Unrelated question; do the new XNA4 render states mean that setting render state from C# is effectively as fast as doing it in the HLSL technique definition? Or is the later still faster due to fewer driver calls?
Very nice, but it would still be nice to have custom effects or something similar for the phone to do post processing.
Thank you for this information. Very nice work, I'm having a great time working with the Windows Phone 7 developer tools.
Since I'm still new to XNA, I have a question: is it better to have a single BasicEffect instance and change it's properties dynamically or would we have better performance with multiple instances, each with unique set of properties?
Just as an example, I could have a BasicEffect with lighting on, texture off, fog off and another with lighting off, texture on and fog on. Before rendering an object, I would only need to set the World, View and Proj Matrix on each of these effects. Is this a better approach?

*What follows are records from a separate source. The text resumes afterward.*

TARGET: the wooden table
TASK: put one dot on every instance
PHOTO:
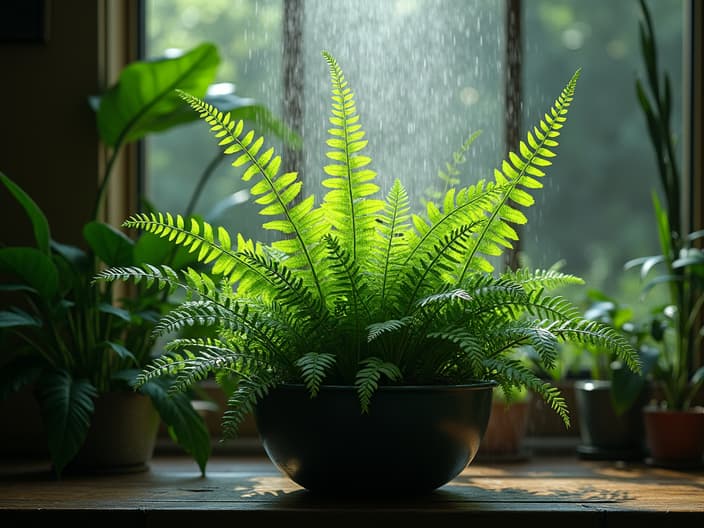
(250, 491)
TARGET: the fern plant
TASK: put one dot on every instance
(358, 289)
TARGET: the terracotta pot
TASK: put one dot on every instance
(675, 438)
(121, 437)
(506, 430)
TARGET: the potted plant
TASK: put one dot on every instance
(72, 344)
(674, 423)
(368, 339)
(610, 401)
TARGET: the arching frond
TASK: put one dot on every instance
(347, 205)
(278, 194)
(314, 367)
(368, 376)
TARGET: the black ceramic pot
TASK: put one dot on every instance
(414, 439)
(606, 435)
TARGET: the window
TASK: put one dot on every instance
(426, 74)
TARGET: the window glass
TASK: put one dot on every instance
(426, 74)
(596, 210)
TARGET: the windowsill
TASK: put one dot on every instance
(249, 488)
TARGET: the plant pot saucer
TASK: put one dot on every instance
(684, 464)
(590, 452)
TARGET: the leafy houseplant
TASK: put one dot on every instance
(361, 296)
(678, 325)
(75, 346)
(610, 401)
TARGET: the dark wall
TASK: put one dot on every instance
(48, 139)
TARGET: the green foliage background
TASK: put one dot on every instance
(605, 170)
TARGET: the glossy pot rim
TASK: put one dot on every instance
(478, 385)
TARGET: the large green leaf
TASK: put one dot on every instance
(109, 244)
(17, 373)
(16, 317)
(186, 426)
(67, 408)
(33, 266)
(144, 100)
(40, 225)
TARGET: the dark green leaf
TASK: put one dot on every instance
(114, 310)
(17, 373)
(109, 244)
(120, 351)
(144, 99)
(67, 408)
(186, 426)
(40, 225)
(34, 267)
(17, 317)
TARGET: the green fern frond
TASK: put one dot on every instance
(241, 403)
(433, 267)
(187, 367)
(208, 356)
(213, 245)
(450, 173)
(347, 281)
(393, 226)
(445, 297)
(597, 334)
(314, 367)
(542, 279)
(368, 376)
(192, 282)
(516, 374)
(518, 176)
(471, 204)
(375, 330)
(302, 223)
(473, 351)
(346, 205)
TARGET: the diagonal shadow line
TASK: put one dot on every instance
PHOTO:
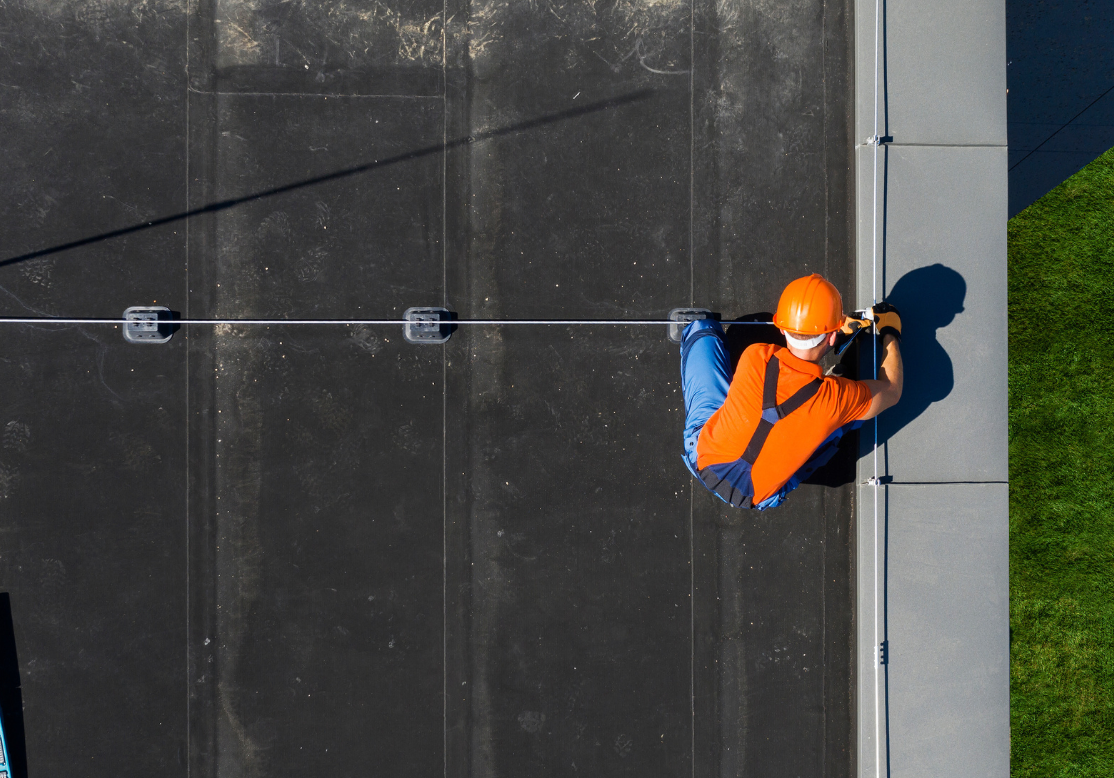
(225, 204)
(1037, 148)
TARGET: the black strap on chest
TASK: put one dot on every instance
(772, 411)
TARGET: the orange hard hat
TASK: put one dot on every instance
(810, 305)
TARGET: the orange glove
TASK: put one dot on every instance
(887, 320)
(853, 323)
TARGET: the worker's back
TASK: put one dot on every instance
(793, 438)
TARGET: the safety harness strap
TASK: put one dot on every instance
(772, 411)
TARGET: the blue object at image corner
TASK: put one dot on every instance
(6, 767)
(705, 377)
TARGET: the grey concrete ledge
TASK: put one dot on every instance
(931, 603)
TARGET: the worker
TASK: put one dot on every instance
(752, 438)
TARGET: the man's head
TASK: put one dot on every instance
(799, 344)
(809, 314)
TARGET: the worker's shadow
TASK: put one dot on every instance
(928, 298)
(11, 699)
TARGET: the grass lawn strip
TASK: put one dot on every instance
(1062, 478)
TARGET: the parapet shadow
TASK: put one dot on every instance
(929, 299)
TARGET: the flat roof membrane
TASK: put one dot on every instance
(281, 550)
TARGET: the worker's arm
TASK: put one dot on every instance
(886, 391)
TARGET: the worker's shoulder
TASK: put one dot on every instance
(759, 352)
(844, 387)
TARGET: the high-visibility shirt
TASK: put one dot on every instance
(794, 438)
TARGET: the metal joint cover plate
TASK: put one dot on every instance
(427, 324)
(148, 324)
(683, 315)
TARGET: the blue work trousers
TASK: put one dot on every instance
(705, 376)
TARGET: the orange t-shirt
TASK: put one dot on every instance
(794, 438)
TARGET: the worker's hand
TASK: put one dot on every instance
(887, 320)
(853, 323)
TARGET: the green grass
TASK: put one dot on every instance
(1062, 478)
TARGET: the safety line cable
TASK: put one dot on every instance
(873, 282)
(301, 322)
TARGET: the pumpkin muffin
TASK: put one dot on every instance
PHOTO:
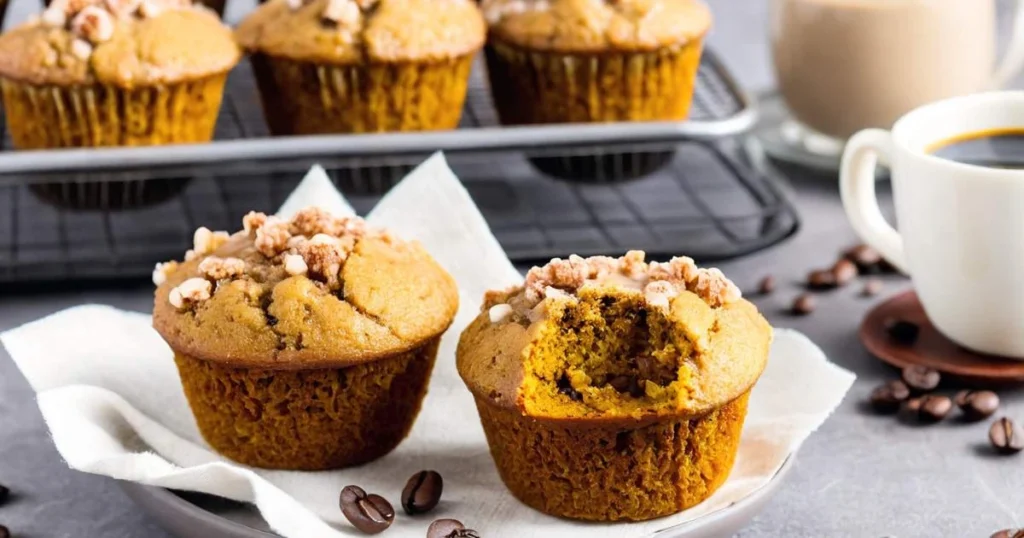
(363, 66)
(594, 60)
(91, 73)
(614, 389)
(304, 343)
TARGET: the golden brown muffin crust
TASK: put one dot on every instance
(713, 344)
(173, 46)
(596, 26)
(298, 294)
(346, 32)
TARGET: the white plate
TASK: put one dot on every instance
(192, 514)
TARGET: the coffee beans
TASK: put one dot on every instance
(370, 513)
(422, 492)
(902, 332)
(1006, 437)
(450, 529)
(443, 528)
(866, 258)
(871, 288)
(921, 379)
(934, 408)
(803, 304)
(821, 280)
(977, 405)
(844, 272)
(887, 399)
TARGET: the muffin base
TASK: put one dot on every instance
(307, 419)
(609, 473)
(47, 117)
(546, 87)
(301, 97)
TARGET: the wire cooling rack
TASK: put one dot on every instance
(73, 218)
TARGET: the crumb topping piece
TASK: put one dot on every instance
(659, 283)
(93, 22)
(189, 292)
(161, 272)
(313, 244)
(214, 267)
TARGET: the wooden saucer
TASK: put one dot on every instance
(932, 348)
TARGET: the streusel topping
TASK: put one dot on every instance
(658, 282)
(92, 22)
(314, 244)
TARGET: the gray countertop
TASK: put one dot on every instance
(860, 476)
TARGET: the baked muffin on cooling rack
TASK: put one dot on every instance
(91, 73)
(304, 343)
(614, 389)
(594, 60)
(363, 66)
(99, 73)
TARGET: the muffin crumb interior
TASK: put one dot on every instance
(614, 336)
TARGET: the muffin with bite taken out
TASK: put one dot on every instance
(304, 343)
(612, 388)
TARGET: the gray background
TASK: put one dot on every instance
(860, 476)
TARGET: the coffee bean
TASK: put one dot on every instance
(887, 399)
(443, 528)
(871, 288)
(803, 304)
(977, 405)
(934, 408)
(921, 379)
(901, 332)
(370, 513)
(912, 406)
(844, 272)
(821, 280)
(866, 258)
(422, 492)
(1006, 437)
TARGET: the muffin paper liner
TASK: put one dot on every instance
(548, 87)
(109, 390)
(301, 97)
(47, 117)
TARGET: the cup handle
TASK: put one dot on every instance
(1013, 61)
(857, 189)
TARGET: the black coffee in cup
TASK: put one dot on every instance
(992, 149)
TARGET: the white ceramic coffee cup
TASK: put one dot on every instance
(961, 226)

> Just how slow is the phone GPU compared to the xbox gpu
Mobile GPUs are an order of magnitude slower than game consoles. I'm hesitant to quote exact numbers because performance is too multi-dimensional a problem to be meaningfully boiled down to just a single ratio (the only way to get really accurate data is to measure your specific code once hardware is available) but you definitely shouldn't be expecting anywhere near Xbox console level perf. Also, the CPU/GPU balance is significantly different from Xbox (the ARM CPU in Windows Phone is really rather fast).
> > We expected expert programmers to soon move on to writing their own shaders
> Out of curiosity, how close was this expectation to reality? Do you know?

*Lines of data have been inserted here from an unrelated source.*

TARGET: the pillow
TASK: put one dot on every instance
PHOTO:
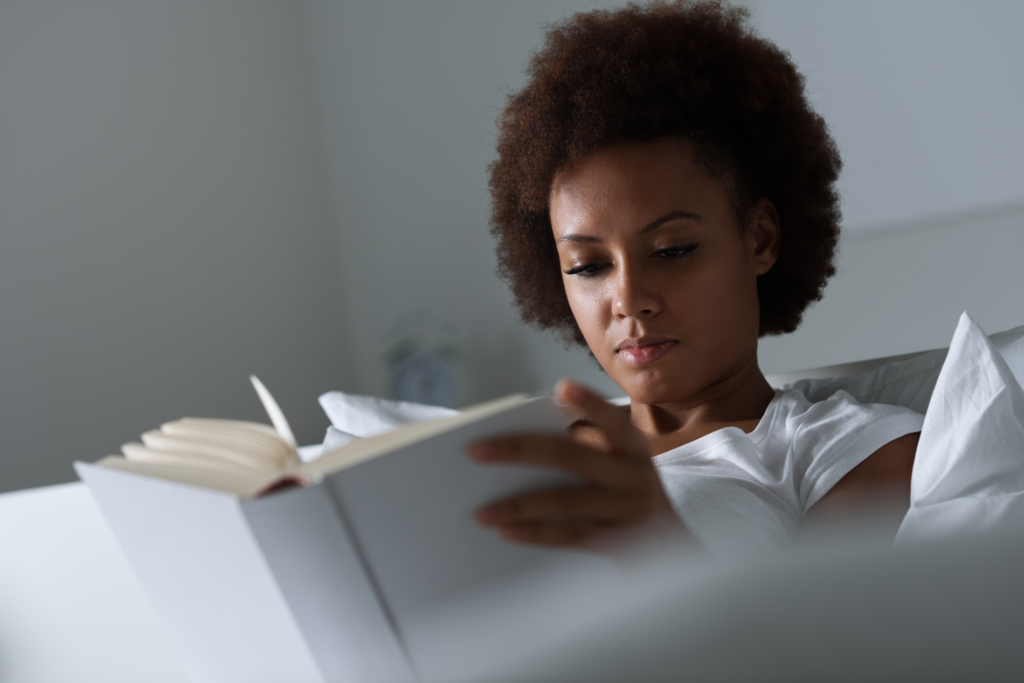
(353, 416)
(909, 383)
(969, 471)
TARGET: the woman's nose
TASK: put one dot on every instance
(635, 296)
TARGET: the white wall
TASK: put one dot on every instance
(925, 98)
(164, 226)
(903, 290)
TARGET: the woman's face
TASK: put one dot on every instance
(660, 279)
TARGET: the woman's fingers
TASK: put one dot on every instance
(566, 505)
(606, 469)
(612, 420)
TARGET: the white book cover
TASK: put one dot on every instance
(378, 572)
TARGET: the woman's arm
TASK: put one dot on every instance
(622, 494)
(876, 492)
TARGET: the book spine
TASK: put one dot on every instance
(202, 568)
(302, 536)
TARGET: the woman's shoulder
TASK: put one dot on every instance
(839, 413)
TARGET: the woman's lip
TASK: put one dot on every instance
(646, 353)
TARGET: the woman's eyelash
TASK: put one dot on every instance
(676, 252)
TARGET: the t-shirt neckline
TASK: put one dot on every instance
(713, 439)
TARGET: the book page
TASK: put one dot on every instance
(367, 449)
(243, 483)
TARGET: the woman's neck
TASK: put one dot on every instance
(738, 399)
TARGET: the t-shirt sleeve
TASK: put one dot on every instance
(835, 435)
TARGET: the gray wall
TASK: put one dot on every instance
(164, 224)
(409, 92)
(190, 191)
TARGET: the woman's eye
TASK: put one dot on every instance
(675, 252)
(586, 269)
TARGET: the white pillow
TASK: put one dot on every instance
(969, 471)
(353, 416)
(909, 383)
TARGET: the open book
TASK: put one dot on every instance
(249, 458)
(372, 568)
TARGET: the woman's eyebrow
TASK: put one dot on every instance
(670, 216)
(653, 225)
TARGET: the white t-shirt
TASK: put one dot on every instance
(743, 494)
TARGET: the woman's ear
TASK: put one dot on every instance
(764, 236)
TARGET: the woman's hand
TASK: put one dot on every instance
(622, 497)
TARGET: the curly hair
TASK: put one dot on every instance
(640, 73)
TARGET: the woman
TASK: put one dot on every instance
(664, 195)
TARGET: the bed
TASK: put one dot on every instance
(941, 606)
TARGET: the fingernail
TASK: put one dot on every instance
(481, 451)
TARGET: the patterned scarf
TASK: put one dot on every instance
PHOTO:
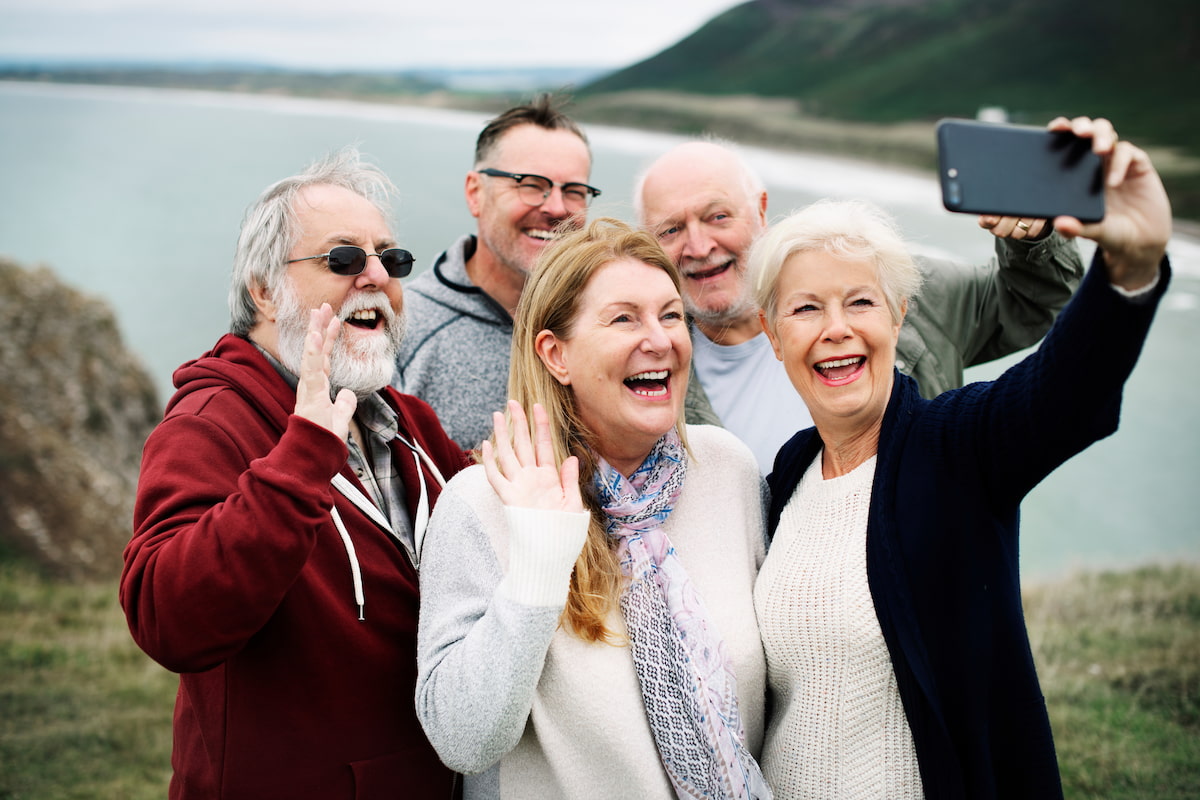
(687, 678)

It depends on which specific expert programmer you look at: many write all their own shaders, while others get great mileage and never see the need to move beyond the built-in stuff. I've been surprised how many awesome games made by awesomely skilled teams (especially on the XBLA side) achieve amazing graphical quality just from having great game design and great artists, and do all their drawing with SpriteBatch!

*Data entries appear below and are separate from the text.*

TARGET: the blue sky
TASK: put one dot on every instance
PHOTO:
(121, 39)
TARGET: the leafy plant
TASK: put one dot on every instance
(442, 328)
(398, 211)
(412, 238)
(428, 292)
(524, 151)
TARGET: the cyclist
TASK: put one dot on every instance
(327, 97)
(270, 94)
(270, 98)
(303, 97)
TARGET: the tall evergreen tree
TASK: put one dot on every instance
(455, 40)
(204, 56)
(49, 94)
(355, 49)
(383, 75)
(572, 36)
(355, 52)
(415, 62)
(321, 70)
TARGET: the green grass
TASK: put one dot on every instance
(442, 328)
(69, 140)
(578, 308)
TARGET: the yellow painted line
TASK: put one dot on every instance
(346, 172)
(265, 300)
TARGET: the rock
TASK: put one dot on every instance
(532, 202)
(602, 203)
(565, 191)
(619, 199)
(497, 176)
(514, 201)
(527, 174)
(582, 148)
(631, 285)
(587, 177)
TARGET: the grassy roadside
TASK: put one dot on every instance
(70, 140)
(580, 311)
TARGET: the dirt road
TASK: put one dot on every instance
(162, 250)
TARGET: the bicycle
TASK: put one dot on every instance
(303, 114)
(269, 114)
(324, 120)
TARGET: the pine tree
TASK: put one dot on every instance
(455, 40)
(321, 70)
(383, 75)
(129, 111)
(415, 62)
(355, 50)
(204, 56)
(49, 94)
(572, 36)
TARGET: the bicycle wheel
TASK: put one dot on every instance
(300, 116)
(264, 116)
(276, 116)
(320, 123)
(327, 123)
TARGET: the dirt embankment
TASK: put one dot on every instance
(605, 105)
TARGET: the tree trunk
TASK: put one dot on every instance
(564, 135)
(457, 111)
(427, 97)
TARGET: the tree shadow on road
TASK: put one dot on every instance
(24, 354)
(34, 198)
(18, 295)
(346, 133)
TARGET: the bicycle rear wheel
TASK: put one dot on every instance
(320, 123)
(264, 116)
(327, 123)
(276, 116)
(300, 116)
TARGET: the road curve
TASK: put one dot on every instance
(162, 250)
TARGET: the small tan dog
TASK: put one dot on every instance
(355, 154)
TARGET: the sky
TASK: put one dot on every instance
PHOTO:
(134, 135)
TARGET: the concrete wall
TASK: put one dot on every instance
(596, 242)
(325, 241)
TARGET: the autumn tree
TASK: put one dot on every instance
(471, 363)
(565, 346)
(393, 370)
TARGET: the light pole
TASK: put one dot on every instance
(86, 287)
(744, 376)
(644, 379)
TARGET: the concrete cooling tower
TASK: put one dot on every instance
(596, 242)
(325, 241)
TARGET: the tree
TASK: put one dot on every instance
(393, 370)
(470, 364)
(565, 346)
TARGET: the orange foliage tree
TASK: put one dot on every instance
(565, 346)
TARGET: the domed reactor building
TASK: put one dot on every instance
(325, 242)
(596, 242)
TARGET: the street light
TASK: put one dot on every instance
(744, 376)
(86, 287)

However, even when we saw people making polished games with BasicEffect, I never saw a game that was bottlenecked by BasicEffect GPU performance on Windows or Xbox, so this was never a sensible place to spend optimization effort (until Windows Phone came along, anyway).
> The one area I am concerned about is the switch from distance fog to depth-based fog. It seems to me that if fog is now in its own specialized set of shaders anyways, you might as well leave it as distance based. Otherwise, in exchange for a bit of performance, people will experience objects popping in and out near the FogStart depth as they rotate their cameras.
There isn't a really clear right answer here. From our tests, the two fog modes are visually indistinguishable for the vast majority of games, although of course there are a handful where this can make a difference. The performance difference is pretty significant, though, which matters a lot for Windows Phone. In the end we came down on the side of the more efficient version, reasoning that Windows or Xbox developers who needed different visual results can always write their own shader to implement that, while Windows Phone developers who needed more perf would have no other options, so the Windows Phone requirement should take priority here (it didn't seem like an important enough issue to warrant supporting both options).
> What prevents the inclusion of custom shaders on Windows phone?
> do the new XNA4 render states mean that setting render state from C# is effectively as fast as doing it in the HLSL technique definition?
C# vs. FX state setting performs roughly the same in all Game Studio versions. Even prior to state objects, the cost of changing states is almost entirely in the driver, so it makes little difference whether you trigger this work from jitted C# code vs. interpreted FX data tables.
> is it better to have a single BasicEffect instance and change it's properties dynamically or would we have better performance with multiple instances, each with unique set of properties?
Either way is fine. I usually tend toward the latter, but it's unlikely to make a huge performance difference either way.